宝箱部屋に行こう!
暫く進むと左右に横穴が登場した。
俺達の背丈くらいなので、通路ではないと思う。
ギトウは今度は立ち止まりこちらを向いた。
俺は頷いてギトウと自分を指し、左の穴を
指した。そして壁に背を当てて進む。
穴の近くに来た時に、先に行くギトウの
肩を叩いて止める。俺はギトウの視線の前に
でて、素早く向かいの穴と横の穴を見て、
穴を通り過ぎてギトウと目指していた穴を
縦に挟むような形になる。
中をパッと見た感じ何も見えなかった。
ただまだ入っていないので正解は不明だ。
俺は黒隕剣を引き抜いて、刃を出して使い、
床の石を一つ手に取ると、穴の中に放り込んだ。
カコッ、カラカラカラ
石が地面に当たり石が転がる音がする。
更に3つ手にとって中にばらまくと、
転がる音以外にぶつかる音、そして
「離れろ!」
俺の声に2人は距離を取る。
次の瞬間俺達の背をつけていた壁が
赤くなり、溶け始める。
マジかよ……まだダンジョン入り口付近やで。
ここでヒートトラップとか難易度高くね?
「んあっつ!」
俺は振り下ろされた剣をはじき返して、
返す剣で振り下ろした相手を薙ぐ。
見れば骸骨が剣を持っている。
悪趣味な事だ。この大陸の事を考えれば、
デミやヒューマンタイプの骨が手に入るとは考えづらい。
という事は持ち込んだか召喚したか。
今回は俺が先頭になって部屋の中に入る。
暗いので視界は悪い。
「はい」
凄い軽い感じで少し明るくなる。
横を見るとエウリュアレーが手に
小さな火の球を浮かべていた。
「ありがとう、助かる…わっ!」
明るくなったので、今度はこうもりが飛んできた。
空気の流れは激しくない物のある。
何処かに小動物が抜ける穴があるのかもしれない。
しゃがみ込んだ俺は、一緒にしゃがんだ
エウリュアレーを立たせて中へと進む。
石は真っ直ぐと俺達から見て左右の隅に
転がっている。

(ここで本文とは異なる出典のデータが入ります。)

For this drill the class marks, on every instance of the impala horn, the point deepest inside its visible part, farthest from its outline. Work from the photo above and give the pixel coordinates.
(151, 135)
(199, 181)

という事は、センサー的な物ではない。
ただ重量で掛かるかもしれないので、
慎重に中へと進む。
ドキドキすっぞオラ……。
取り合えず異常なし……火の球で大分明るい。
右側に宝箱があるので近付く。
赤ではないが、銅をベースにした箱のようで、
淵とかラインに金が使われている。
鍵穴周りは頑強にする為か、少しキラキラしている
金色だった。
ミミックなんていないやろな……。
心臓がバクバク言ってるのが解るわぁ……。
そっと俺は黒隕剣の先を宝箱の鍵穴に差し込む。
そして一気に上に振り上げると、空いた。
特にミミックでも無く、何か起動したりも今の所ない。
流石にまだここでは無いだろうと思いつつ、
ビビりながら宝箱の中を覗く。
「へー」
エウリュアレーが少し驚いたような声をあげた。
俺も同じ感じだ。もっと根性悪く変な物でも
入れ込んであるのかと思いきや、緑の草が入っている。
「これは?」
俺は流石に草に関する知識はあまりない。
こんな時ハクが居てくれたらなぁ……。
ガックリしている俺の脇にギトウが来た。
「これは……恐らく解毒系の薬草ですね」
「そうなの?」
「はい。前に食べた事がありますが、特に僕の
体調に変化はありませんでした」
回復も減退も無しか。という事は解毒系
である可能性は高い。
それでも可能性の高さだけで確証は何もない。
ぶっつけ本番しかないか。
俺はその草を覚えようとマジマジと見つめる。
なんかホウレンソウみたいでウマそうではある。